The global importance of the infectious disease melioidosis is being increasingly recognized. The disease is endemic in many subtropical and tropical parts of the world. The causative soil bacterium B. pseudomallei is classified as a bioterrorism agent and is naturally resistant against a variety of antibiotics. Although described more than a century ago, the worldwide environmental distribution of B. pseudomallei and the disease melioidosis are still unknown. This is also due to the fact that the clinical manifestations of melioidosis are extremely variable and the necessary microbiological analytics are not available in many potential endemic areas. The environmental factors determining the presence of B. pseudomallei are still largely unknown.
Burkholderia pseudomallei culture (left), intracellular actin tail formation (red) of B. pseudomallei (green) (right) -
© FLI for Medical Microbiology Greifswald
Project and Objectives
The structural measures of this project primarily aim
- to create a risk map for the population to acquire infection by determining the environmental distribution of virulent B. pseudomallei in Vietnam,
- to identify factors associated with the presence of B. pseudomallei in the environment,
- to determine the incidence and prevalence of melioidosis in humans and animals, and
- to develop strategies for early treatment and preventive measures.

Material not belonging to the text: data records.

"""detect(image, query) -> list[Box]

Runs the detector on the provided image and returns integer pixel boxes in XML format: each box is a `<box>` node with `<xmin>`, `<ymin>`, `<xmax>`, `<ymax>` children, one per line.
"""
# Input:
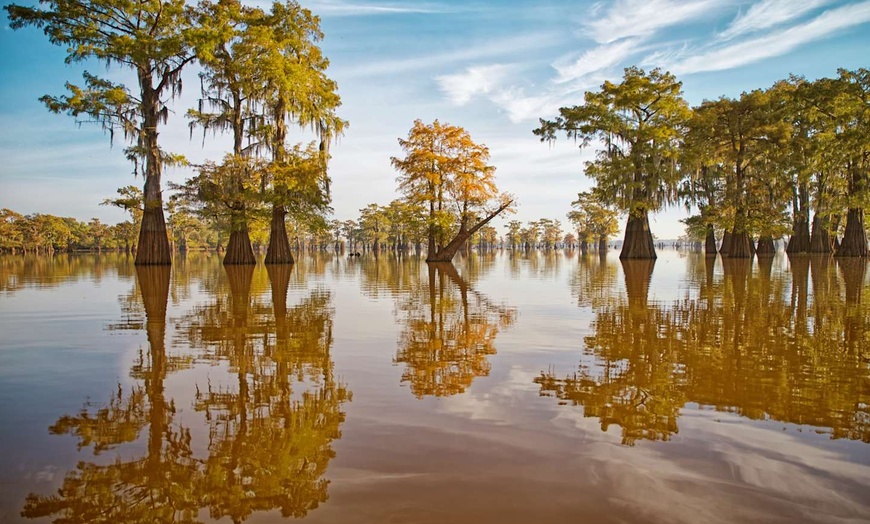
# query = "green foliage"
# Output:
<box><xmin>536</xmin><ymin>67</ymin><xmax>691</xmax><ymax>217</ymax></box>
<box><xmin>568</xmin><ymin>191</ymin><xmax>619</xmax><ymax>244</ymax></box>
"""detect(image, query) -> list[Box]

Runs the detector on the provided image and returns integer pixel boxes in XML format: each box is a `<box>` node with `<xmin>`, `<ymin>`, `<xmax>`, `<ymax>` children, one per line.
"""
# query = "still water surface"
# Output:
<box><xmin>0</xmin><ymin>251</ymin><xmax>868</xmax><ymax>523</ymax></box>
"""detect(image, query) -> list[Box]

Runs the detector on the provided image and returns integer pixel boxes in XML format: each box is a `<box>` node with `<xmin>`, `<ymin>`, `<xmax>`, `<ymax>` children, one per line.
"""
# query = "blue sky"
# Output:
<box><xmin>2</xmin><ymin>0</ymin><xmax>869</xmax><ymax>240</ymax></box>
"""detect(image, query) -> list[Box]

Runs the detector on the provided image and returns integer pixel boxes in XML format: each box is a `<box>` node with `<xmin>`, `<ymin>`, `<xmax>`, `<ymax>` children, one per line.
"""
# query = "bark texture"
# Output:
<box><xmin>265</xmin><ymin>205</ymin><xmax>294</xmax><ymax>265</ymax></box>
<box><xmin>836</xmin><ymin>208</ymin><xmax>868</xmax><ymax>257</ymax></box>
<box><xmin>704</xmin><ymin>224</ymin><xmax>717</xmax><ymax>256</ymax></box>
<box><xmin>720</xmin><ymin>230</ymin><xmax>732</xmax><ymax>256</ymax></box>
<box><xmin>729</xmin><ymin>230</ymin><xmax>753</xmax><ymax>258</ymax></box>
<box><xmin>224</xmin><ymin>228</ymin><xmax>256</xmax><ymax>265</ymax></box>
<box><xmin>619</xmin><ymin>210</ymin><xmax>656</xmax><ymax>260</ymax></box>
<box><xmin>809</xmin><ymin>214</ymin><xmax>833</xmax><ymax>254</ymax></box>
<box><xmin>756</xmin><ymin>236</ymin><xmax>776</xmax><ymax>256</ymax></box>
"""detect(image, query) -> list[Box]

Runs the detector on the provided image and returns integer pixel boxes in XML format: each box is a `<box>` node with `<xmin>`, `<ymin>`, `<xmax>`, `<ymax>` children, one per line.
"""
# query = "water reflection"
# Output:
<box><xmin>538</xmin><ymin>255</ymin><xmax>870</xmax><ymax>446</ymax></box>
<box><xmin>183</xmin><ymin>264</ymin><xmax>349</xmax><ymax>521</ymax></box>
<box><xmin>22</xmin><ymin>266</ymin><xmax>201</xmax><ymax>522</ymax></box>
<box><xmin>0</xmin><ymin>253</ymin><xmax>136</xmax><ymax>294</ymax></box>
<box><xmin>22</xmin><ymin>262</ymin><xmax>349</xmax><ymax>522</ymax></box>
<box><xmin>387</xmin><ymin>260</ymin><xmax>517</xmax><ymax>397</ymax></box>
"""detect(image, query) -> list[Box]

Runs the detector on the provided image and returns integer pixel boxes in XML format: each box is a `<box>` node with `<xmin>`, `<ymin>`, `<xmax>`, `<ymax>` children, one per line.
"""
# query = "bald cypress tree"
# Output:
<box><xmin>536</xmin><ymin>67</ymin><xmax>690</xmax><ymax>259</ymax></box>
<box><xmin>5</xmin><ymin>0</ymin><xmax>196</xmax><ymax>265</ymax></box>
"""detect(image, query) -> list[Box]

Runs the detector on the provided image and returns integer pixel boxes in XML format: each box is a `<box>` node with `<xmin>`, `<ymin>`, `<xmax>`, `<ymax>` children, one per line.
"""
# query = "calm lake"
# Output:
<box><xmin>0</xmin><ymin>250</ymin><xmax>868</xmax><ymax>523</ymax></box>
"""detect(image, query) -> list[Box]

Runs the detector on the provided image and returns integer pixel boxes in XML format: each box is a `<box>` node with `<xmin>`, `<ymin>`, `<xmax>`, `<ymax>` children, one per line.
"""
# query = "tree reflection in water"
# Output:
<box><xmin>538</xmin><ymin>255</ymin><xmax>870</xmax><ymax>446</ymax></box>
<box><xmin>391</xmin><ymin>260</ymin><xmax>516</xmax><ymax>397</ymax></box>
<box><xmin>188</xmin><ymin>265</ymin><xmax>349</xmax><ymax>521</ymax></box>
<box><xmin>22</xmin><ymin>266</ymin><xmax>200</xmax><ymax>522</ymax></box>
<box><xmin>22</xmin><ymin>262</ymin><xmax>349</xmax><ymax>523</ymax></box>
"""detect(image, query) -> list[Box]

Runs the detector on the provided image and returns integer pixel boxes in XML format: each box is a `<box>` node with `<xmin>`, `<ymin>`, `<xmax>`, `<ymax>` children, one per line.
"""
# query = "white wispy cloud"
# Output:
<box><xmin>337</xmin><ymin>32</ymin><xmax>561</xmax><ymax>79</ymax></box>
<box><xmin>718</xmin><ymin>0</ymin><xmax>834</xmax><ymax>40</ymax></box>
<box><xmin>436</xmin><ymin>64</ymin><xmax>514</xmax><ymax>105</ymax></box>
<box><xmin>290</xmin><ymin>0</ymin><xmax>450</xmax><ymax>16</ymax></box>
<box><xmin>672</xmin><ymin>1</ymin><xmax>870</xmax><ymax>74</ymax></box>
<box><xmin>582</xmin><ymin>0</ymin><xmax>727</xmax><ymax>44</ymax></box>
<box><xmin>552</xmin><ymin>38</ymin><xmax>641</xmax><ymax>84</ymax></box>
<box><xmin>491</xmin><ymin>87</ymin><xmax>562</xmax><ymax>123</ymax></box>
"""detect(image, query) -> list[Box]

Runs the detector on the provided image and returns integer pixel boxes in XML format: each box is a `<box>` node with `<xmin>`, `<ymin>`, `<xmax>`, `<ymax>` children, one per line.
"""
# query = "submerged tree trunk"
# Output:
<box><xmin>619</xmin><ymin>210</ymin><xmax>656</xmax><ymax>260</ymax></box>
<box><xmin>756</xmin><ymin>235</ymin><xmax>776</xmax><ymax>256</ymax></box>
<box><xmin>787</xmin><ymin>184</ymin><xmax>811</xmax><ymax>254</ymax></box>
<box><xmin>265</xmin><ymin>205</ymin><xmax>294</xmax><ymax>265</ymax></box>
<box><xmin>704</xmin><ymin>223</ymin><xmax>717</xmax><ymax>255</ymax></box>
<box><xmin>720</xmin><ymin>230</ymin><xmax>732</xmax><ymax>256</ymax></box>
<box><xmin>729</xmin><ymin>229</ymin><xmax>753</xmax><ymax>258</ymax></box>
<box><xmin>224</xmin><ymin>227</ymin><xmax>256</xmax><ymax>265</ymax></box>
<box><xmin>598</xmin><ymin>236</ymin><xmax>607</xmax><ymax>253</ymax></box>
<box><xmin>809</xmin><ymin>214</ymin><xmax>833</xmax><ymax>254</ymax></box>
<box><xmin>836</xmin><ymin>207</ymin><xmax>868</xmax><ymax>257</ymax></box>
<box><xmin>136</xmin><ymin>193</ymin><xmax>172</xmax><ymax>265</ymax></box>
<box><xmin>426</xmin><ymin>200</ymin><xmax>512</xmax><ymax>263</ymax></box>
<box><xmin>580</xmin><ymin>240</ymin><xmax>588</xmax><ymax>255</ymax></box>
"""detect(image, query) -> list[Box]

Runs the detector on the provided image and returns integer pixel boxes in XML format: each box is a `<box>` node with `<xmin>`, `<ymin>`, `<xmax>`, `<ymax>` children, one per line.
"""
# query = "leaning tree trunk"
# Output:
<box><xmin>426</xmin><ymin>201</ymin><xmax>512</xmax><ymax>263</ymax></box>
<box><xmin>704</xmin><ymin>223</ymin><xmax>717</xmax><ymax>256</ymax></box>
<box><xmin>836</xmin><ymin>207</ymin><xmax>868</xmax><ymax>257</ymax></box>
<box><xmin>134</xmin><ymin>74</ymin><xmax>171</xmax><ymax>266</ymax></box>
<box><xmin>265</xmin><ymin>205</ymin><xmax>294</xmax><ymax>265</ymax></box>
<box><xmin>619</xmin><ymin>209</ymin><xmax>656</xmax><ymax>260</ymax></box>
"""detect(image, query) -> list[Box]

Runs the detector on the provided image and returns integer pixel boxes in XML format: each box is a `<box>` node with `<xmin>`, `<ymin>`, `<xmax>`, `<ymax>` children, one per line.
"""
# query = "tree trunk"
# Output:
<box><xmin>224</xmin><ymin>227</ymin><xmax>256</xmax><ymax>265</ymax></box>
<box><xmin>720</xmin><ymin>230</ymin><xmax>732</xmax><ymax>256</ymax></box>
<box><xmin>704</xmin><ymin>223</ymin><xmax>717</xmax><ymax>256</ymax></box>
<box><xmin>265</xmin><ymin>205</ymin><xmax>294</xmax><ymax>264</ymax></box>
<box><xmin>786</xmin><ymin>184</ymin><xmax>810</xmax><ymax>254</ymax></box>
<box><xmin>598</xmin><ymin>236</ymin><xmax>607</xmax><ymax>253</ymax></box>
<box><xmin>809</xmin><ymin>214</ymin><xmax>833</xmax><ymax>254</ymax></box>
<box><xmin>836</xmin><ymin>207</ymin><xmax>868</xmax><ymax>257</ymax></box>
<box><xmin>619</xmin><ymin>210</ymin><xmax>656</xmax><ymax>260</ymax></box>
<box><xmin>729</xmin><ymin>229</ymin><xmax>753</xmax><ymax>258</ymax></box>
<box><xmin>756</xmin><ymin>235</ymin><xmax>776</xmax><ymax>256</ymax></box>
<box><xmin>427</xmin><ymin>200</ymin><xmax>512</xmax><ymax>262</ymax></box>
<box><xmin>580</xmin><ymin>240</ymin><xmax>588</xmax><ymax>255</ymax></box>
<box><xmin>134</xmin><ymin>72</ymin><xmax>171</xmax><ymax>266</ymax></box>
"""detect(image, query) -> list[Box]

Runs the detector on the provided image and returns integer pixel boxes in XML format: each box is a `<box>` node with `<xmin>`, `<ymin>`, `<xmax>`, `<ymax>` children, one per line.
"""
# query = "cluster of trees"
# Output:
<box><xmin>1</xmin><ymin>208</ymin><xmax>122</xmax><ymax>254</ymax></box>
<box><xmin>5</xmin><ymin>0</ymin><xmax>344</xmax><ymax>266</ymax></box>
<box><xmin>537</xmin><ymin>67</ymin><xmax>870</xmax><ymax>259</ymax></box>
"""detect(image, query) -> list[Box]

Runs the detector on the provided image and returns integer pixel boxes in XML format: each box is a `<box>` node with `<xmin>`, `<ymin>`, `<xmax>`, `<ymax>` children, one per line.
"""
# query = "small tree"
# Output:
<box><xmin>392</xmin><ymin>119</ymin><xmax>513</xmax><ymax>263</ymax></box>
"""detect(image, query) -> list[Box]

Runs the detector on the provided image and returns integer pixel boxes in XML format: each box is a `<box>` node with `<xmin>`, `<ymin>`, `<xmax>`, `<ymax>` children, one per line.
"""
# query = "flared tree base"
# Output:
<box><xmin>135</xmin><ymin>207</ymin><xmax>172</xmax><ymax>266</ymax></box>
<box><xmin>704</xmin><ymin>224</ymin><xmax>717</xmax><ymax>256</ymax></box>
<box><xmin>619</xmin><ymin>212</ymin><xmax>656</xmax><ymax>260</ymax></box>
<box><xmin>836</xmin><ymin>208</ymin><xmax>868</xmax><ymax>257</ymax></box>
<box><xmin>756</xmin><ymin>236</ymin><xmax>776</xmax><ymax>256</ymax></box>
<box><xmin>265</xmin><ymin>206</ymin><xmax>295</xmax><ymax>265</ymax></box>
<box><xmin>224</xmin><ymin>229</ymin><xmax>256</xmax><ymax>265</ymax></box>
<box><xmin>787</xmin><ymin>218</ymin><xmax>810</xmax><ymax>254</ymax></box>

Aspects of Research Structure
An important component of this research network will be a Central Melioidosis Register for the collection and analysis of clinical data from cases of melioidosis. A National B. pseudomallei Reference Laboratory will perform typing of bacterial strains using state-of-the-art molecular techniques. Environmental studies will try to link soil characteristics with bacterial population structures and functions also using metagenomic and metaproteomic approaches. In the long term, the establishment of this joint research structure is intended to serve as a platform for the development and validation of new diagnostic tools and may also help to initiate new research projects in the field of infection biology and infection medicine.